『ラストアフターヌーン』渡邊琢磨
隈元博樹
[ music ]
防波堤に浮かぶ小型船の手前に、のどかな二人組の姿が映り込んでいる。全体のトーンから察するに、時刻は午後の昼下がりだろうか。しかし、アンダース・エドストロームが撮影したこのジャケットが、アルバムのサウンドを表象する「ラストアフターヌーン」であることに、いささかのためらいを覚えてしまう。それは収録されている「Last Afternoon」を聴いたからであり、さらにはリリースに合わせて渡邊琢磨が制作した同名のアニメーションビデオを観たことにも起因している。降りしきる雨、軋み続けるドア、彫像と自動車とのあいだに挟まれた「ラストアフターヌーン」のタイトル。無重力になった空間にはふらふらとテレビが浮かび始め、なぜかそこに人間の身体が吸い込まれていく......。ぼんやりとイメージしかけた「過ぎ去りし午後」は、多層な音の粒子とこれらの奇怪なビジュアルを用いることで我が身に揺らぎを与え、曖昧で幻想と化したイメージへと様変わりしていく。

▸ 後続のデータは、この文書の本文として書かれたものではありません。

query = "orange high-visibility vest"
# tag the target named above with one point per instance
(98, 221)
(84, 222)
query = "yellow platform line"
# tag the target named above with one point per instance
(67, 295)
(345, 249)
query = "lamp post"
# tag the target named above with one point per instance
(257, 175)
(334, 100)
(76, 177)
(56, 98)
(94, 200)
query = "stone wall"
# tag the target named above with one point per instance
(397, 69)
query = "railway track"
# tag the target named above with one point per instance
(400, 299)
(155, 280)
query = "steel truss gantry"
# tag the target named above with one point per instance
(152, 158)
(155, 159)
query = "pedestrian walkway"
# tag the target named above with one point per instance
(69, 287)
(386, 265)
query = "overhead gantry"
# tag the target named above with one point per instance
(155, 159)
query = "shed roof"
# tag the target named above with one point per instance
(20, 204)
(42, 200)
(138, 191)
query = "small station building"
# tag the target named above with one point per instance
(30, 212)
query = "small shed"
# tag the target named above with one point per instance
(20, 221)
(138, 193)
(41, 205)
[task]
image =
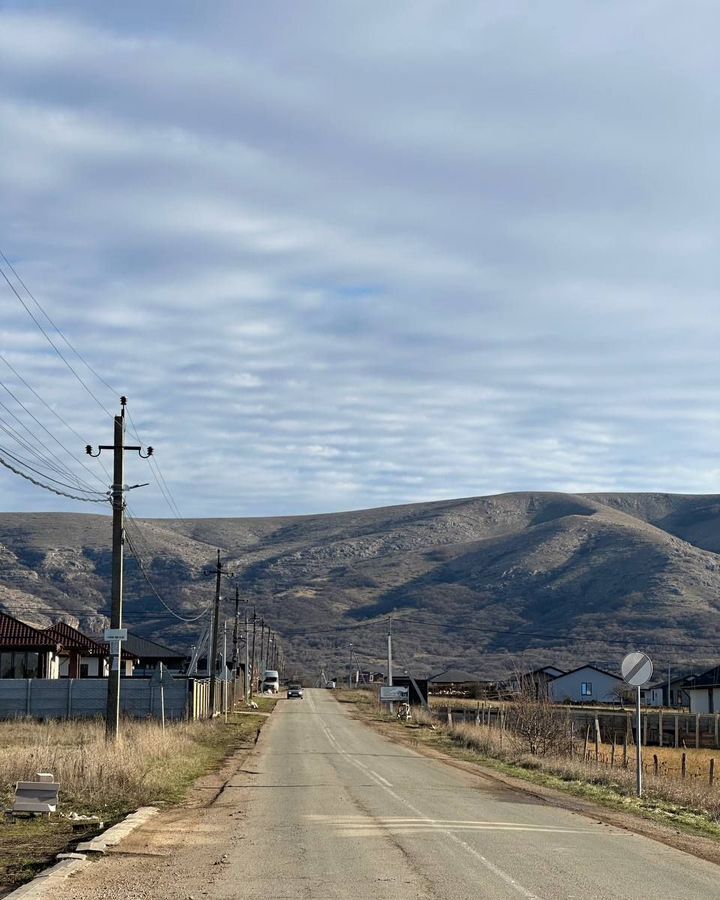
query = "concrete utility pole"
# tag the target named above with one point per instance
(262, 645)
(216, 622)
(246, 684)
(252, 665)
(235, 631)
(112, 712)
(391, 704)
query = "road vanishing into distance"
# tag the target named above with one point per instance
(326, 808)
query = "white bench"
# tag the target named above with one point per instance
(36, 797)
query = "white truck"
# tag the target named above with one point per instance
(271, 681)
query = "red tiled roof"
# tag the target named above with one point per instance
(72, 639)
(16, 635)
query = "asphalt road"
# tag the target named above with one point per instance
(325, 808)
(337, 811)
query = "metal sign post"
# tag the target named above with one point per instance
(637, 670)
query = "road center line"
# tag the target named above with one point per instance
(490, 866)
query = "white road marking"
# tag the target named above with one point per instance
(380, 778)
(490, 866)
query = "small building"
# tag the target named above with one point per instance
(536, 681)
(26, 652)
(586, 684)
(147, 655)
(703, 691)
(455, 682)
(80, 656)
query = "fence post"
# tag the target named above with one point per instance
(597, 740)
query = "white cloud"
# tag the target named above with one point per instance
(374, 255)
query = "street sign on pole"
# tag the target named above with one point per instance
(637, 669)
(115, 634)
(394, 694)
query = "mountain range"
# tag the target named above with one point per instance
(488, 584)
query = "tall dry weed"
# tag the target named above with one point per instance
(98, 776)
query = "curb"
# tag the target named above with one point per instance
(48, 883)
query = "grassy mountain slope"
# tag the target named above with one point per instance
(485, 583)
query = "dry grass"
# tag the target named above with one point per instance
(694, 793)
(148, 765)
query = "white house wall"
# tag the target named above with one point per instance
(704, 700)
(568, 687)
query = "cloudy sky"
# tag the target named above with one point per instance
(344, 255)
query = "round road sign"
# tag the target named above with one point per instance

思えば監督作の『ECTO』は、スクリーンに映る映像とともに出力される「中の音たち」(劇伴、効果音、環境音、台詞)に、その場で実演される弦楽奏者の「外の音たち」を介在させることで、独立された既成の上演/上映形態を混沌とした空間に昇華させていた。つまり映画のためにあったはずの音たちは、横溢する滝水のようにしてたがいに呼応し、上映される映像の前をにわかに先導していく。こうして画面の内外を彷徨する音と、映画に登場する人物たちとが上映と上演によってつなぎ止められたとき、観客は自らの視聴覚を以て心霊体(=ECTO)的体験を手にする。『ECTO』とは、そういった試みだったように思う。

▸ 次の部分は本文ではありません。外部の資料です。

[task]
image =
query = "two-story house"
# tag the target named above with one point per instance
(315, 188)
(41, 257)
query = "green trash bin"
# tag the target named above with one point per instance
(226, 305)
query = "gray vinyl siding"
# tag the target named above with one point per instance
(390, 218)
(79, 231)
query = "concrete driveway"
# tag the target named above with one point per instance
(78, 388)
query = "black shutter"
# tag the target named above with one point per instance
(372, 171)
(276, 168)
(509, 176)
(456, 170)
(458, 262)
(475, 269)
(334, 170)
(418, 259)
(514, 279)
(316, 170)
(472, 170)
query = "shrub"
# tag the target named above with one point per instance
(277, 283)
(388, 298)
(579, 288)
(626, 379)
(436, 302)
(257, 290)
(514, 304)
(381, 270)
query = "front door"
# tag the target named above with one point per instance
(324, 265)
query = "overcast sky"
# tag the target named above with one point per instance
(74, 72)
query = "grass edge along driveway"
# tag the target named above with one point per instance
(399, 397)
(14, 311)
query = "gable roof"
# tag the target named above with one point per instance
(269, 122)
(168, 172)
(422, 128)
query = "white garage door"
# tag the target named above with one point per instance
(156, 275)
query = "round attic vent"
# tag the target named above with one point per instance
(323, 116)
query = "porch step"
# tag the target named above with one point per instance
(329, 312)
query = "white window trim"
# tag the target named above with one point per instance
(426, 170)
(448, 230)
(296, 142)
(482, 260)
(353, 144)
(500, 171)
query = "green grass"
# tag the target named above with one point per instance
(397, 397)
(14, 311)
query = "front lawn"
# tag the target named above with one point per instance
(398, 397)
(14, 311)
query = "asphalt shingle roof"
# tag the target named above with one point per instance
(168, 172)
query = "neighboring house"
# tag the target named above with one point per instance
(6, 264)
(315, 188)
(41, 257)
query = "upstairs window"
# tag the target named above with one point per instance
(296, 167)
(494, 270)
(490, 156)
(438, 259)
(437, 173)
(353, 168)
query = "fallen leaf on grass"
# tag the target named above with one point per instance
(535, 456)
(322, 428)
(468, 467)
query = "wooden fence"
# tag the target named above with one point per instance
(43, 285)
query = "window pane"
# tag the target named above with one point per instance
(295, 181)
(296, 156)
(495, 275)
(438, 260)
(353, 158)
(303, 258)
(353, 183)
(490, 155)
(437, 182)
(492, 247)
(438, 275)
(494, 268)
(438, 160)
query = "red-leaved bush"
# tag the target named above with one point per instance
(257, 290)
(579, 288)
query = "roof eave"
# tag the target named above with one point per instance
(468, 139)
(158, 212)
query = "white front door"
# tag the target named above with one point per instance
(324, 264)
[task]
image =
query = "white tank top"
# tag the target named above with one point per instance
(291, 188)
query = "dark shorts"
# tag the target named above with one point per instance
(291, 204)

『ECTO』を経た『ラストアフターヌーン』が最も印象深いのは、演奏者たちによる弦楽の音、またプログラムされた電子音たちが、やがて得体の知れない複数の「声」のように聴こえてくる点にある。もちろん収録された楽曲の中に、ヴォーカルの声が存在しないわけではない。たとえば「text」からは、ジョアン・ラ・バーバラによる甘美な声が聴こえてくる。ただし、そうした生身の声でさえ、『ラストアフターヌーン』では各所に配置された他の音の原子と呼応することで、「声」というイメージを先導するひとつのサウンドとして立ち上がる。こうした音たちの「変異」によって、飽くなきイメージを喚起させる稀有な体験が、このアルバムには秘められているのだ。

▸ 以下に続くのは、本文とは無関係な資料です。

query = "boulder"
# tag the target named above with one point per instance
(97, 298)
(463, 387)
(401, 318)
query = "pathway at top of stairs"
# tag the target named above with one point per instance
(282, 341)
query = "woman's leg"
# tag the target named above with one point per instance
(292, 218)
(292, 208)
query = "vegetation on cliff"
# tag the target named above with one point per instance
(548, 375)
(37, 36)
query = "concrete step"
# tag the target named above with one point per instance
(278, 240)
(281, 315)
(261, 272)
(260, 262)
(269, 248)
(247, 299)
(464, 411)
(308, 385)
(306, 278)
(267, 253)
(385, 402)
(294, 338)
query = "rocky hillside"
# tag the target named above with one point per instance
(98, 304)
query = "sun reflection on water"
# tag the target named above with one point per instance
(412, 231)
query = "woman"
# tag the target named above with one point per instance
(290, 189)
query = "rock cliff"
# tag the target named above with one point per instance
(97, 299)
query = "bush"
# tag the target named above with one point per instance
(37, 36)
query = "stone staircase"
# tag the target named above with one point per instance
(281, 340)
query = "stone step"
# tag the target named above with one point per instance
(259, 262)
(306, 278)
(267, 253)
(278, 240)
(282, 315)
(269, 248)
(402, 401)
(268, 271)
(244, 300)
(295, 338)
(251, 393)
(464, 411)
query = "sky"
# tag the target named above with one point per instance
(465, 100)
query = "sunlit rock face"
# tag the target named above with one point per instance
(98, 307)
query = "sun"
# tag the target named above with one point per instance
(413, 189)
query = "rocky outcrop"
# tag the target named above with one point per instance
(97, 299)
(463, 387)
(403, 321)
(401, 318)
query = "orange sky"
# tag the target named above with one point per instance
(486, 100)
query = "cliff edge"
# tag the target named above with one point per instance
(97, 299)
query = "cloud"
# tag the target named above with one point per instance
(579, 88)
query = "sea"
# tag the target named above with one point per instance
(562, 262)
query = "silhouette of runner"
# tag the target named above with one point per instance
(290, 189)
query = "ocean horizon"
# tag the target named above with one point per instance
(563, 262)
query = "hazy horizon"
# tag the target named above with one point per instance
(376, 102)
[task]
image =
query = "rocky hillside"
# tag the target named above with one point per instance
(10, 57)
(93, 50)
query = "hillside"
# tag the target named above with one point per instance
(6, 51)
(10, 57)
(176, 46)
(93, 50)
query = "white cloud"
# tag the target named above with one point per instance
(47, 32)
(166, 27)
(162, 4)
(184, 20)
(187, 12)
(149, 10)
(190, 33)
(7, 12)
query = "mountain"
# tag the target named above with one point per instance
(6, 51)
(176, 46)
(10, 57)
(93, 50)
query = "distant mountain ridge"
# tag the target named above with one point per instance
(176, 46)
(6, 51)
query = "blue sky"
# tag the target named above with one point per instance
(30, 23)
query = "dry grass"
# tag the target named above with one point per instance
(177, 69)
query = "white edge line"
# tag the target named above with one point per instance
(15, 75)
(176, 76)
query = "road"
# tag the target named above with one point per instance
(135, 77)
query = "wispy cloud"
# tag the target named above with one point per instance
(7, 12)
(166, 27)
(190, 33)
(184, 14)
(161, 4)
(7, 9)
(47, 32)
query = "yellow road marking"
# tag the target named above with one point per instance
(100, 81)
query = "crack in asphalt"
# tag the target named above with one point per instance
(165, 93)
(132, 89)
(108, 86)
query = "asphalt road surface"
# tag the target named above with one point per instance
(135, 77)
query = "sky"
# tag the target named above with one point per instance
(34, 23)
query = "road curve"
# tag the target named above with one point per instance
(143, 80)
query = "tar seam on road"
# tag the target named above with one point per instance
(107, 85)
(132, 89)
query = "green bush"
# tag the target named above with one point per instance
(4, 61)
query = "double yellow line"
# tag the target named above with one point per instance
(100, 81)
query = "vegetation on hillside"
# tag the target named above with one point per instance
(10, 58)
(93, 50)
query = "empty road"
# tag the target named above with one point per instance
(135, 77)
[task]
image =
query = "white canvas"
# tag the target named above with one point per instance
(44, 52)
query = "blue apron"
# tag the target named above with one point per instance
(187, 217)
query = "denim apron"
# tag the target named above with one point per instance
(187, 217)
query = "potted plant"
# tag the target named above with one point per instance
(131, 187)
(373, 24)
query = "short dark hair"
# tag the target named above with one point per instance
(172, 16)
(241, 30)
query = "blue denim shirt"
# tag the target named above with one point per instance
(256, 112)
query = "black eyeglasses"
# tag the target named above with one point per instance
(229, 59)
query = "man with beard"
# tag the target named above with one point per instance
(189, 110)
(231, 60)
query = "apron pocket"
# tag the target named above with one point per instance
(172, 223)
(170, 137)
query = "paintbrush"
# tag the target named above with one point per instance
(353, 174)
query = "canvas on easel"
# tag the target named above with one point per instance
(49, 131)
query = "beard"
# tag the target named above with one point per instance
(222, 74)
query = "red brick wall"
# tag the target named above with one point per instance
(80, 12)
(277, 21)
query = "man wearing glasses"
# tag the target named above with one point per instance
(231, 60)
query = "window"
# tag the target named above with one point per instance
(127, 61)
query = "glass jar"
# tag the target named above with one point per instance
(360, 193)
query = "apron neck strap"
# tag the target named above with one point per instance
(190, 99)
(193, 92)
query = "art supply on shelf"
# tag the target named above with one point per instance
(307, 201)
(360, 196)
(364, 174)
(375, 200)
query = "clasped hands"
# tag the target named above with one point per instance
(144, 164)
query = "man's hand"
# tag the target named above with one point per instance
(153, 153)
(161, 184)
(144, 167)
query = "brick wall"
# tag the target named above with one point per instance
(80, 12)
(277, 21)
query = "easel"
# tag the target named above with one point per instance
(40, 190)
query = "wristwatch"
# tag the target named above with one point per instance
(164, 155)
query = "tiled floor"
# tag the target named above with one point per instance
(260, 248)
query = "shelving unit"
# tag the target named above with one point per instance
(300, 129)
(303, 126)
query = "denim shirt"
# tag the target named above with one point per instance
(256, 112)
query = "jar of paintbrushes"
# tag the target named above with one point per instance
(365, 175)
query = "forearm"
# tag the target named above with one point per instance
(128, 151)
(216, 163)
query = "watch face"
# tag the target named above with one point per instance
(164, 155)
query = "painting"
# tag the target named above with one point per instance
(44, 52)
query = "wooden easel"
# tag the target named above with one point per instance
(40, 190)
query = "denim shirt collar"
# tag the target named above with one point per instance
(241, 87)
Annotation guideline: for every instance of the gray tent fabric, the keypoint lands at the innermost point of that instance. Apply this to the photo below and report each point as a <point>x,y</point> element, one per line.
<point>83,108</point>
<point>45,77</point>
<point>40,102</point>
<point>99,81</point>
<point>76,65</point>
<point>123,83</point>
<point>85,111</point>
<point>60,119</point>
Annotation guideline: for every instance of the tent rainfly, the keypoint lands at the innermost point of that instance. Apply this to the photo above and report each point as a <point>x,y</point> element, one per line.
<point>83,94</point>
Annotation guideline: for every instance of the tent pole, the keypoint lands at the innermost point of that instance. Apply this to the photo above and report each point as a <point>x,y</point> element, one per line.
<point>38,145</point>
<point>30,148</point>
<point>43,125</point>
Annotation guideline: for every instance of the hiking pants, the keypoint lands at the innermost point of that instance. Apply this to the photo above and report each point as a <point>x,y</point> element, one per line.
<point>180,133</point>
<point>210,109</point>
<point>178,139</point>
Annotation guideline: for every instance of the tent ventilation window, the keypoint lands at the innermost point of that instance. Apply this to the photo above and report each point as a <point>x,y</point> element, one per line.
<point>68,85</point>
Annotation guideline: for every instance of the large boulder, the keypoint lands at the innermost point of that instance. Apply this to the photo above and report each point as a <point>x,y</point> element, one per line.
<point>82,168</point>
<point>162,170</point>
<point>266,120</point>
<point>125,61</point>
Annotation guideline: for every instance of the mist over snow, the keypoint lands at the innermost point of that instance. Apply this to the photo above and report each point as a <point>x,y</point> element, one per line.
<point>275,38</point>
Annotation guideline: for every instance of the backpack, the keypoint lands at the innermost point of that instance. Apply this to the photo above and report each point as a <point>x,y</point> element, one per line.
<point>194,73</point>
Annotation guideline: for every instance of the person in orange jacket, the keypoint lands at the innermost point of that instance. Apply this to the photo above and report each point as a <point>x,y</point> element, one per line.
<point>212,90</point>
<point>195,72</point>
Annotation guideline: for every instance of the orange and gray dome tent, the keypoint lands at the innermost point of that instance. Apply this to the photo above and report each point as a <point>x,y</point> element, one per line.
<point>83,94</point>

イメージを喚起させ、それらを先導するためのサウンド。その試みの最前線に『ラストアフターヌーン』があるのならば、ここでの実践とはビジュアルやイメージに付随した音たちの存在を認めることではない。音源を元に制作されたアニメーションビデオを含め、数多の手法で出力される音や声の存在から、喚起されるイメージの可能性を大いに広げることにあったのではないだろうか。だから私たちは、このアルバムに耳を澄ませ、聴こえてくる音から見えてくるオルタナティブな状況、光景、イメージを、それぞれの耳を通して喚起させなければならない。明日が訪れる限り、過ぎ去りし午後は永遠に続いていく。そんな当たり前のことに想いを馳せつつ、『ラストアフターヌーン』の音たちに身を任せては、過ぎ去ったはずのもうひとつの「ラストアフターヌーン」について思考を巡らせてみたくなるのだった。